First, here’s the quick answer: Your objective is to arrive at the bottom of the shaft like a feather, without any appreciable downward speed, right? That means that you have to counteract the elevator’s downward speed by jumping upward with an equal amount of speed. The elevator (and you) might be falling at, say, 50 miles per hour (80 kilometers per hour). Can you jump upward with anywhere near that speed? The best basketball players can jump at maybe 5 miles per hour (8 kilometers per hour). End of quick answer.
Let’s consider the instant before your elevator’s cable snaps. In the seventeenth century, long before elevators, Sir Isaac Newton (1642–1727) realized that when a body exerts a force on another body, the second body exerts an equal and opposite force on the first body. Today, that’s known as Newton’s Third Law of Motion.

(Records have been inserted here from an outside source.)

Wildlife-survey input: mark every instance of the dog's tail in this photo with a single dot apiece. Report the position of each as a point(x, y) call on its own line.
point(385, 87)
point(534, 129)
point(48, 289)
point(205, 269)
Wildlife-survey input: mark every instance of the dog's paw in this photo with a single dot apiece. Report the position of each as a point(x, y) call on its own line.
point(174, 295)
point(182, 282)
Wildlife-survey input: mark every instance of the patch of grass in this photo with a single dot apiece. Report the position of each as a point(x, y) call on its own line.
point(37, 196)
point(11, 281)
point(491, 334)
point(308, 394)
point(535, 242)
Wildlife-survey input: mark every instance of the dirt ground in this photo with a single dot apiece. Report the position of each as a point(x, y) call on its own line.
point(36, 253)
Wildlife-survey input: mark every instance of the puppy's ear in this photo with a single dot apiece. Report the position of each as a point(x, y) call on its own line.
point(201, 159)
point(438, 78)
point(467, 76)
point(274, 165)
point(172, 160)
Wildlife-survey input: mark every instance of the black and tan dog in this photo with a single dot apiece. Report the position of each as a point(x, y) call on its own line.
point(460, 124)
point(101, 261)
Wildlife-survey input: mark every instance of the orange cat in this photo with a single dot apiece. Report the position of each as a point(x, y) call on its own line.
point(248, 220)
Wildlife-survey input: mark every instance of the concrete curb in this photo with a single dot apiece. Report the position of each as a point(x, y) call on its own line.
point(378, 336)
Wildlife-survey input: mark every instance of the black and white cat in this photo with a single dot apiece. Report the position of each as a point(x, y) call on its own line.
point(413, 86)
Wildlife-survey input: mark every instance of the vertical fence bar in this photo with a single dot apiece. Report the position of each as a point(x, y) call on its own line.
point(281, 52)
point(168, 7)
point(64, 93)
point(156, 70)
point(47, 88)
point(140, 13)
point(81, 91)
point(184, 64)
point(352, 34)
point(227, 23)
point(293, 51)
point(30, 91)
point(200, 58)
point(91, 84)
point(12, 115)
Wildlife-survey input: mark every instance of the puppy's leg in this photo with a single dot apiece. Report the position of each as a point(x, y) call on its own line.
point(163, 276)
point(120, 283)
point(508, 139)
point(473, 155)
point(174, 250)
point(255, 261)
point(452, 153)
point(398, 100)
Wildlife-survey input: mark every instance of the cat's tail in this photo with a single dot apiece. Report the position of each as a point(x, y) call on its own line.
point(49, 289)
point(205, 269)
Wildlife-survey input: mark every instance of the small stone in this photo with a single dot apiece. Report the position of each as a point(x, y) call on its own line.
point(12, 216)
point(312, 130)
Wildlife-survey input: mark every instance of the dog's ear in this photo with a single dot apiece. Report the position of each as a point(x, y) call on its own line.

When you’re standing on the elevator floor and gravity (force number one) is pulling you down against the floor, the floor is pushing you back up with an equal force (force number two). That’s why gravity doesn’t win out and make you fall down the shaft. It’s the same with the elevator car itself; in this case it’s the cable’s upward pull that counteracts gravity’s downward pull on the car. So neither you nor the elevator falls down the shaft. You both move upward or downward at a speed that is controlled by a motor’s slow winding and unwinding of the cable from a big drum at the top of the shaft.
When the cable snaps, both the upward pull of the cable and the upward push of the floor are suddenly gone, so both you and the elevator are free to succumb to gravity’s will and you both begin to fall. For an instant you are left floating, feeling “weightless” because the customary push of the floor on your feet is gone.
But following that instant of blissful suspension, gravity has its way with you and you fall, along with the elevator.About that moment of “weightlessness” when the elevator begins to fall: Obviously, you haven’t really lost weight. Earth’s gravity is still pulling on you as it always has, and the strength of that pull is what we call weight. What you’ve lost is apparent weight. Your weight just isn’t apparent because you’re not standing on a scale or a floor that feels your pressure and presses back upon your feet.
Of course, this whole question of falling elevators is hypothetical because elevator cables just don’t snap. And even if they did, there are spring-loaded safety devices that would keep the car from falling more than a couple of feet. But, as roller coasters prove, some people seem to enjoy the contemplation of imminent disaster.
If you happen to be one of those roller coaster fans, that “floating” feeling you get as the car falls from one of its high spots is exactly the same thing you’d feel in a falling elevator. It’s called free fall. Astronauts in orbiting spacecraft also feel it.